The parents were purposively recruited in the first pre-campaign phase of the study from Early Years’ Centres in five Edinburgh communities; three disadvantaged and two of mixed SES. Centres were contacted by the interviewer (NR-D) to inform staff about the study. Parents who smoked and had children aged 1–3 years were informed by their key worker first, and then by the interviewer, that their voluntary participation would entail an interview at a place and time of their choice about where, when, and why they smoked. Parents are referred to centres by social services when considered vulnerable and in need of support, usually because of issues related to mental health, drug or alcohol dependency, and/or family breakdown. Participants were informed verbally and in writing in the first phase of the study, that the interview would explore smoking practices around young children in the home. In the second phase, participants re-consented to be interviewed about any changes in their smoking practices and their views on anything they had seen on SHS in the media. Participants were advised before both interviews that they could withdraw from the study at any time and decline to answer any question. Written consent was obtained. Ethical approval was granted by the University of Edinburgh Centre for Population Health Ethics Committee. Participants received a £15 voucher per interview to recognise their participation in the study. Participants’ names have been changed to pseudonyms to protect their anonymity.

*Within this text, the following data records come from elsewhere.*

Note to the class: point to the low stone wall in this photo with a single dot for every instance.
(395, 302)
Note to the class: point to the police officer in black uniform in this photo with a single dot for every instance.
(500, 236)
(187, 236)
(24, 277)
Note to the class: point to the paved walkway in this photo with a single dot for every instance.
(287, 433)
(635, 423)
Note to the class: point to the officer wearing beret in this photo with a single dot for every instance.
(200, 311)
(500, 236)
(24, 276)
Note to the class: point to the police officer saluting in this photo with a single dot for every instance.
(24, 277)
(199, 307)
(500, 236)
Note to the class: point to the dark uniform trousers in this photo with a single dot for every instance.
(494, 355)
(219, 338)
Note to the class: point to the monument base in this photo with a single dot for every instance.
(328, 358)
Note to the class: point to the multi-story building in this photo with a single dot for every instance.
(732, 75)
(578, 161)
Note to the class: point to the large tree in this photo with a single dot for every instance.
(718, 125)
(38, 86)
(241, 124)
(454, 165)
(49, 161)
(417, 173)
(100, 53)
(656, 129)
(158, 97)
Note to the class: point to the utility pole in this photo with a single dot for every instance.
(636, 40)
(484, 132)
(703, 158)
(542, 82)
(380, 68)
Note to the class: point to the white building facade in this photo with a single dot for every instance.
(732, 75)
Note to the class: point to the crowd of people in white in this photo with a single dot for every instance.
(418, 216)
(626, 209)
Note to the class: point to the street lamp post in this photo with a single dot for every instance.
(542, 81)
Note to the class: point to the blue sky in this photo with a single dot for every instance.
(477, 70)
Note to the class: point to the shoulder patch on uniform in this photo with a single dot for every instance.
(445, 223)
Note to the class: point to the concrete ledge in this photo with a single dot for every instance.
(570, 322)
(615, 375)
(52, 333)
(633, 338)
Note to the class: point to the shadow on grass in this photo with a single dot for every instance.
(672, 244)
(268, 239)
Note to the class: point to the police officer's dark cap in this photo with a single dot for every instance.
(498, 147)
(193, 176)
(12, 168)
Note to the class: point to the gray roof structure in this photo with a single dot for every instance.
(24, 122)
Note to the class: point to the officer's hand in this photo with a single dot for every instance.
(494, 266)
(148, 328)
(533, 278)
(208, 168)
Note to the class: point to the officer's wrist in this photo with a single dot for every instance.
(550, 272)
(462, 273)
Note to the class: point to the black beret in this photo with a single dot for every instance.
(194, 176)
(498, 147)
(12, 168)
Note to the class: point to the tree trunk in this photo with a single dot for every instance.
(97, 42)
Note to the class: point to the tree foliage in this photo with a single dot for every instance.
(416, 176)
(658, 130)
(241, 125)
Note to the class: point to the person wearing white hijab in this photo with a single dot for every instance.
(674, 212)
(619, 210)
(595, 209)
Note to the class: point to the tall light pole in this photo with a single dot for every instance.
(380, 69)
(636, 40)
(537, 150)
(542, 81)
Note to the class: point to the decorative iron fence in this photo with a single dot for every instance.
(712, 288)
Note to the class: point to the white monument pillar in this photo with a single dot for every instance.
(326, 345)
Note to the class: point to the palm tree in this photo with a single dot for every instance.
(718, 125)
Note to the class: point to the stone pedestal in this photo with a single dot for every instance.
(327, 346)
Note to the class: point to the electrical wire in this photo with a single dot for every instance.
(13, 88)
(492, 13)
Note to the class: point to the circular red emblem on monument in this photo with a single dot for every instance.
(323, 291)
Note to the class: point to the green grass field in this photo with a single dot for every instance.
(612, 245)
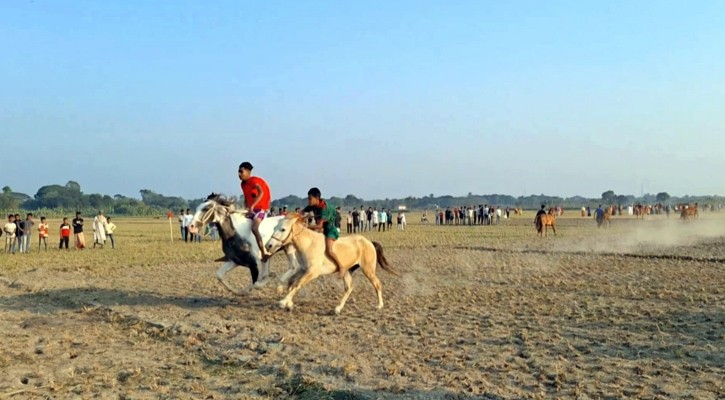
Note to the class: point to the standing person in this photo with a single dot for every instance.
(28, 234)
(257, 199)
(355, 220)
(64, 234)
(349, 222)
(325, 222)
(19, 231)
(181, 224)
(99, 230)
(383, 220)
(188, 235)
(78, 232)
(369, 215)
(10, 230)
(43, 233)
(110, 228)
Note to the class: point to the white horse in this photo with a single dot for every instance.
(239, 244)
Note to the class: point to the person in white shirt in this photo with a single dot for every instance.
(110, 228)
(188, 235)
(9, 230)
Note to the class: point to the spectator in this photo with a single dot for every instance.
(19, 229)
(369, 216)
(350, 221)
(10, 230)
(78, 231)
(188, 236)
(181, 225)
(110, 228)
(43, 233)
(99, 230)
(355, 220)
(64, 234)
(27, 232)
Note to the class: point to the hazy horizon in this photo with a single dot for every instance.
(379, 100)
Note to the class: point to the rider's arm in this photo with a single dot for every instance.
(260, 194)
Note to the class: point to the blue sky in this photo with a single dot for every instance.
(379, 99)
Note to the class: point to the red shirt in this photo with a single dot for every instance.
(251, 193)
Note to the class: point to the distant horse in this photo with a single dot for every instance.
(544, 221)
(354, 251)
(689, 213)
(238, 242)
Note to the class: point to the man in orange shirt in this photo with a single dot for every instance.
(257, 199)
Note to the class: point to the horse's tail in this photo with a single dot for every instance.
(382, 261)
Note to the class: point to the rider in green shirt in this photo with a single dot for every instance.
(325, 221)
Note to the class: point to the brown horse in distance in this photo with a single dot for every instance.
(544, 221)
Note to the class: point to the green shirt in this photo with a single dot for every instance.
(323, 214)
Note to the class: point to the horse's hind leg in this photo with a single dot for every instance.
(228, 266)
(348, 290)
(306, 278)
(370, 274)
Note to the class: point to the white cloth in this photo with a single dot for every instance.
(99, 229)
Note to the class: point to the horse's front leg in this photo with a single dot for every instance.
(310, 274)
(221, 275)
(292, 267)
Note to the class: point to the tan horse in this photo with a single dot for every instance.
(545, 221)
(689, 213)
(353, 251)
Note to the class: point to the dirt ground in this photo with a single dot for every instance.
(634, 311)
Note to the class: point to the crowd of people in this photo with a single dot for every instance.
(471, 215)
(18, 233)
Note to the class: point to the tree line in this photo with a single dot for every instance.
(60, 200)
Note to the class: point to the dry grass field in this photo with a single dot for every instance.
(635, 311)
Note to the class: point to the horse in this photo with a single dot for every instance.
(353, 251)
(238, 242)
(605, 218)
(543, 221)
(689, 213)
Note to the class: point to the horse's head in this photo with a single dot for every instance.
(214, 210)
(287, 229)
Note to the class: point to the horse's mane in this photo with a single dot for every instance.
(221, 200)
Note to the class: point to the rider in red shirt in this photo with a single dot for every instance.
(257, 199)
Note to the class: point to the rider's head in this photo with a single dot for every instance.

2.2. Data Collection Methods

Interviews took place in private rooms in the centres, lasted 25–75 min (average length 45 min), and were digitally recorded with participants’ permission. In the first interview, parents were asked about their understandings of SHS, smoking restrictions in their home, interactions with others around these, and any changes over time. Accounts of home smoking restrictions were prompted using floor plans, where parents drew a floor plan of their home and indicated where they smoked during pregnancy, after their child was born, and in the period since then. This method was developed in a previous smoking in the home study [10].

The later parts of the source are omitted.